虐待で死なないまでも、まさに、子どもたちにとって受難の時代です。ネグレクトも虐待のひとつなのですから。
 以前TVで放送された、学校改革で有名な浜之郷小学校の大瀬校長先生が生前、「子どもたちが1番望んでいることが、わかりますか」と先生方に問う場面を、私は、時々思い出すのです。「自分を見て」子どもは、みんな自分の存在を認めてほしいのだというような内容のお話だったと記憶しています。人に対する思いやりや愛情は、まず自分自身を愛せなくては持てないものです。子どもは、大人の大きな見守りの中で、心を成長させていくのです。
残念なことに、今の時代は、子どもをおおらかに見守るという意識が、親にも社会にも足りない気がします。
 私たちは、各自治体に子ども権利条例を策定させようと考えていますが、いまだに「子どもに権利など要らない」などという大人がいることは、嘆かわしい限りです。

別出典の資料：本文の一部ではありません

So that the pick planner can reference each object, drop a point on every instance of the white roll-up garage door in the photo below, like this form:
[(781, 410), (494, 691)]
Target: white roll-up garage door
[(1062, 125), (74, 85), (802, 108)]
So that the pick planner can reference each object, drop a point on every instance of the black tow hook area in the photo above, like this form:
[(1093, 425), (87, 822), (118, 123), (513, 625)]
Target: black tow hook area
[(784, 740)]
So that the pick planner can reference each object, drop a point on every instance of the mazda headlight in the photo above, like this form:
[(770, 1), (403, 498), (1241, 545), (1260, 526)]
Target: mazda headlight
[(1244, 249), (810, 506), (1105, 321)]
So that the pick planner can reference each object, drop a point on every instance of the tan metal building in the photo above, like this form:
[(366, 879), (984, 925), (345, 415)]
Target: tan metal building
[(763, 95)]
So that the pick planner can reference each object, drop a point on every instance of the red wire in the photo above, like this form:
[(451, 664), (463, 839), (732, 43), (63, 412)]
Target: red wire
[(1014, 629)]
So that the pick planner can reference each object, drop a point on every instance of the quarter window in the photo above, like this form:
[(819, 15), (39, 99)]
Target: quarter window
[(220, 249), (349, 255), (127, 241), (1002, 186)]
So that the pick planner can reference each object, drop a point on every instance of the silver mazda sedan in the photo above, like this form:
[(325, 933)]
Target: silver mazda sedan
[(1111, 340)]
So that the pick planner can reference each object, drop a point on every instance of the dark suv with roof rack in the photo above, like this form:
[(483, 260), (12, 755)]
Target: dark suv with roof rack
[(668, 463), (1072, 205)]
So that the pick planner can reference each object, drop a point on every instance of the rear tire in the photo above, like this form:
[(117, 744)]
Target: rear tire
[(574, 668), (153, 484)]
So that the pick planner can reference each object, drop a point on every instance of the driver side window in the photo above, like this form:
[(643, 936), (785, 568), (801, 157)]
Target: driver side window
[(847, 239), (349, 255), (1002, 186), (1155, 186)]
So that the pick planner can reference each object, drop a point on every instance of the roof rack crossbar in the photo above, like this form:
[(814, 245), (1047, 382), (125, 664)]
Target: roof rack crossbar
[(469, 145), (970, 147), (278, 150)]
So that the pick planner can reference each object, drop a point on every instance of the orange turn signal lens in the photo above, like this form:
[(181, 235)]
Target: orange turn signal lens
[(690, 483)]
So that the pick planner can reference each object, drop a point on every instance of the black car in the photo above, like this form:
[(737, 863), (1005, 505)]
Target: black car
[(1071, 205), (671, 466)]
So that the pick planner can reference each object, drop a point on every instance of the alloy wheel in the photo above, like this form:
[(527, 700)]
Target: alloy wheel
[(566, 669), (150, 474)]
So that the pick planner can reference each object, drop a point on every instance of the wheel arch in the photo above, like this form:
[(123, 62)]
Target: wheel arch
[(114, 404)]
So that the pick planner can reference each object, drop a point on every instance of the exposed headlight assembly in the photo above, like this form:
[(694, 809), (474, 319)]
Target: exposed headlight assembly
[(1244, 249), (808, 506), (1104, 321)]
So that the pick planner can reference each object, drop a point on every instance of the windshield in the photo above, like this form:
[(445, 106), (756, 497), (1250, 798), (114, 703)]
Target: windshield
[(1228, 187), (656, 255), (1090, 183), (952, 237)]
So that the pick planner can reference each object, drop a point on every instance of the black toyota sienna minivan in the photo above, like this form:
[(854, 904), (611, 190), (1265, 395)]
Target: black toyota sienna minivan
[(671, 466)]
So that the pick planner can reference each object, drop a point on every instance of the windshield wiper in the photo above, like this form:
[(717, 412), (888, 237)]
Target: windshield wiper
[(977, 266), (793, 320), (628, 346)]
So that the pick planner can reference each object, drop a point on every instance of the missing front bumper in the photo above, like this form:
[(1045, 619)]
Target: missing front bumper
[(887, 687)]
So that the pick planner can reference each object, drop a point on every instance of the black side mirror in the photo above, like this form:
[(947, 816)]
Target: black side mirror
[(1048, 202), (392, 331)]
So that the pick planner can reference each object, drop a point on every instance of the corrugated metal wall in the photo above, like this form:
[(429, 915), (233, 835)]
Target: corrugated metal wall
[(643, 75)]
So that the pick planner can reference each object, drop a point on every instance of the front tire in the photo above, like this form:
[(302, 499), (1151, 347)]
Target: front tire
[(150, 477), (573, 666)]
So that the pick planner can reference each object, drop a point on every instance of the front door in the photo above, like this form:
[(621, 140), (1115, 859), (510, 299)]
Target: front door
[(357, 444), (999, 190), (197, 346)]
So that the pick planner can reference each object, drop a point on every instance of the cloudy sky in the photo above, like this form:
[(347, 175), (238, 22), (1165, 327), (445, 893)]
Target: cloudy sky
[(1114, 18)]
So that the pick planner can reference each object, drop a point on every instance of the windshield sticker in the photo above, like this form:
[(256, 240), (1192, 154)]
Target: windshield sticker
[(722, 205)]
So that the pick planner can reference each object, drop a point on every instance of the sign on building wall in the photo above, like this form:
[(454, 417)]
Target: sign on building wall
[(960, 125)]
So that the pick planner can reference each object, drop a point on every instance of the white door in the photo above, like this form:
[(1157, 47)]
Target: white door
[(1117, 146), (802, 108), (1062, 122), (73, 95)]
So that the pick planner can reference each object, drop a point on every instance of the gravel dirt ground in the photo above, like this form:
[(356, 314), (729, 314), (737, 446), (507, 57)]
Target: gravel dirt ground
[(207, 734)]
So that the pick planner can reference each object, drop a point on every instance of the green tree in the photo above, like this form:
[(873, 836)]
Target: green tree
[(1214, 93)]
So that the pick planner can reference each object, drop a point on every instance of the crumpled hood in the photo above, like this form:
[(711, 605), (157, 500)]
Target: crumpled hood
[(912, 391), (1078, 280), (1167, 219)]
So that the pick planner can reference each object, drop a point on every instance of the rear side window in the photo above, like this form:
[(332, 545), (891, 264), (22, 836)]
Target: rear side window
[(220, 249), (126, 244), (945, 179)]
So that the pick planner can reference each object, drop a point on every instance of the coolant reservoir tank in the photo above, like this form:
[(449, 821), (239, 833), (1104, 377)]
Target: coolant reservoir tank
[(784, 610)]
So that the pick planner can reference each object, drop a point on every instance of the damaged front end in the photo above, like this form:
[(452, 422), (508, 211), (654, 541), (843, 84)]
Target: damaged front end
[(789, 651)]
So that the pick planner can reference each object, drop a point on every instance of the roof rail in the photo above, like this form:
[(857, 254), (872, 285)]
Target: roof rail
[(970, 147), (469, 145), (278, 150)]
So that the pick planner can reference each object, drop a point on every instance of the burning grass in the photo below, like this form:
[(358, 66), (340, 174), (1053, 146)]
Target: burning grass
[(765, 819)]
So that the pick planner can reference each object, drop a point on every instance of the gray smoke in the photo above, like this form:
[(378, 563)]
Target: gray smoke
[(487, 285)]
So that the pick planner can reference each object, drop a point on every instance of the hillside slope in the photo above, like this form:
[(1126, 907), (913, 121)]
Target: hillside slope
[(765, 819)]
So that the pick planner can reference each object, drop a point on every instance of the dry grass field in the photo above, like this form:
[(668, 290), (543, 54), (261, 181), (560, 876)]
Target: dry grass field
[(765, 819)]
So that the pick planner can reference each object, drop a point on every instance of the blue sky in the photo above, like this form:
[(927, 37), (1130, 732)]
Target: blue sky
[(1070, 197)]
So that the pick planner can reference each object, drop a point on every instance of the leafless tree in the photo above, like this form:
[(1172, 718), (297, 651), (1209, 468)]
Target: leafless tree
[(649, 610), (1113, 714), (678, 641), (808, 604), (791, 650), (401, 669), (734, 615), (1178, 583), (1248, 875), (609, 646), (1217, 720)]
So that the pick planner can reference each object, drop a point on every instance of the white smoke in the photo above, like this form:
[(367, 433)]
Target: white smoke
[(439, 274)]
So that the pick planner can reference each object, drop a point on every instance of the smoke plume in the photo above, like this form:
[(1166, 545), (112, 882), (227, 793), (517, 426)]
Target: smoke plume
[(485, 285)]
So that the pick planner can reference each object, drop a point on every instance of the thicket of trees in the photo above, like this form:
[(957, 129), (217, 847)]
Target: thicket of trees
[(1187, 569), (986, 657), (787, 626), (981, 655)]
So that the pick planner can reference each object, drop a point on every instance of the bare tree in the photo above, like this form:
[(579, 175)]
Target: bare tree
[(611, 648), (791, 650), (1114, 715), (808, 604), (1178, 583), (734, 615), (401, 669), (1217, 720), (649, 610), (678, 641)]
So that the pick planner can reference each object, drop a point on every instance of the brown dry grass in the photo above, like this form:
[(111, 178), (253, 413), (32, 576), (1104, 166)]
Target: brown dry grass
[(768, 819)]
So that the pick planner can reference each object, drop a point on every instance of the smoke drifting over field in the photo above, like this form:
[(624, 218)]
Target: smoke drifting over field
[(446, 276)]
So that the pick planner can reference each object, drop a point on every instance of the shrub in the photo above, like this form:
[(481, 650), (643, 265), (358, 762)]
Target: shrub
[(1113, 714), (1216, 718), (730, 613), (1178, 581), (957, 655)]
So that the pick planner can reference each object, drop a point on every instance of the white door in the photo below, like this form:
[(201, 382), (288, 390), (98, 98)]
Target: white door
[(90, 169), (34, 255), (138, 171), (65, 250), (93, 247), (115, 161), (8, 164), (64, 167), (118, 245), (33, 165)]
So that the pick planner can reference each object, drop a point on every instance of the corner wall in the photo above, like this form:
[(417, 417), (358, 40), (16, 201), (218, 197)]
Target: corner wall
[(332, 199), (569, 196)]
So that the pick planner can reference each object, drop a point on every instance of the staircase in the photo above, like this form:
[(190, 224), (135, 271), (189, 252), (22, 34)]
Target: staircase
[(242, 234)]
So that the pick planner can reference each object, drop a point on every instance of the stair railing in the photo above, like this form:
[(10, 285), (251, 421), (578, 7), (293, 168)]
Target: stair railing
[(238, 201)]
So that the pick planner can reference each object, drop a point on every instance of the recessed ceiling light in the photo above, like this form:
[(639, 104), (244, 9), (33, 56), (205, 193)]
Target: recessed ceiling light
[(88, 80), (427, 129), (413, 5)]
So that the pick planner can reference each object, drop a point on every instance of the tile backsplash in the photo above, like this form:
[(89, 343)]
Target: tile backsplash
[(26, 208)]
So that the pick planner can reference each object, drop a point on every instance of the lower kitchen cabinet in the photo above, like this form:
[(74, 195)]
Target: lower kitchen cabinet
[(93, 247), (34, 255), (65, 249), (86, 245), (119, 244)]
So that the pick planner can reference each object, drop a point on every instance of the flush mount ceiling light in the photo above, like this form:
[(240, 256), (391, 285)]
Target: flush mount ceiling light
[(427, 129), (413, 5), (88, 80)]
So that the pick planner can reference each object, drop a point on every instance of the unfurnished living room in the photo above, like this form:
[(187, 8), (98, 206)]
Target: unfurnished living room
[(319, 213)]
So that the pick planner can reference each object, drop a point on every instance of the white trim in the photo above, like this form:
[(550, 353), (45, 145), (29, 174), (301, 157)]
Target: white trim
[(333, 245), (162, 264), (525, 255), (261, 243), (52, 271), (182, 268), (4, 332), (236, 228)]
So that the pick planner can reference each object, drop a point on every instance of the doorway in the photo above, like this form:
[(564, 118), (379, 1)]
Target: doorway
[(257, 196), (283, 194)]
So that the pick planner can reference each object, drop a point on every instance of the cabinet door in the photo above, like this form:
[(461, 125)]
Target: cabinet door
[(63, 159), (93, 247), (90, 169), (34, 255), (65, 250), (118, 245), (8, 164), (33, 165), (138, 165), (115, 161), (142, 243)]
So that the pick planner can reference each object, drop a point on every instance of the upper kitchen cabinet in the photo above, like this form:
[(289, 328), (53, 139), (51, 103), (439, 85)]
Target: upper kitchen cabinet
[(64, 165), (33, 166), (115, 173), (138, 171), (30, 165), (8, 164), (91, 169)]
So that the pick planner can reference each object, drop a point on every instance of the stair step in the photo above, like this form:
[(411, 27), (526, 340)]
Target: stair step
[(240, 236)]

子どもの権利が奪われているのは、何も戦争が起こっている国の子どもたちばかりではありません。親に愛情をかけてもらえない子ども、クラスで孤立している子ども、学びたくても学校に行けない子ども、子どもの抱える問題は千差万別です。大人の心の病が、子どもの健やかな育ちを阻害しているのだと、私は感じています。
 かく言う私も、20年前は、悩める若い母親でした。育児書を、片っ端から買い求めマニュアル母さんになるところでしたが、地域が私を孤立させなかったので救われたのだと感謝しています。いま、若いお母さん方が、子育てをしながら抱えている悩みをしっかりと受け止める場が、必要だと思います。国立市では、子ども家庭支援センターがスタートし好評ですが、これですべての問題が解決するわけではありません。子どもたちが、将来どんな社会をつくっていくのか、今、私たちは大人の責任で、子どもたちの育つ環境を整えなくてはなりません。そのために、行政の支援のしくみと子どもの権利条例は、車の両輪になるだろうと思うのです。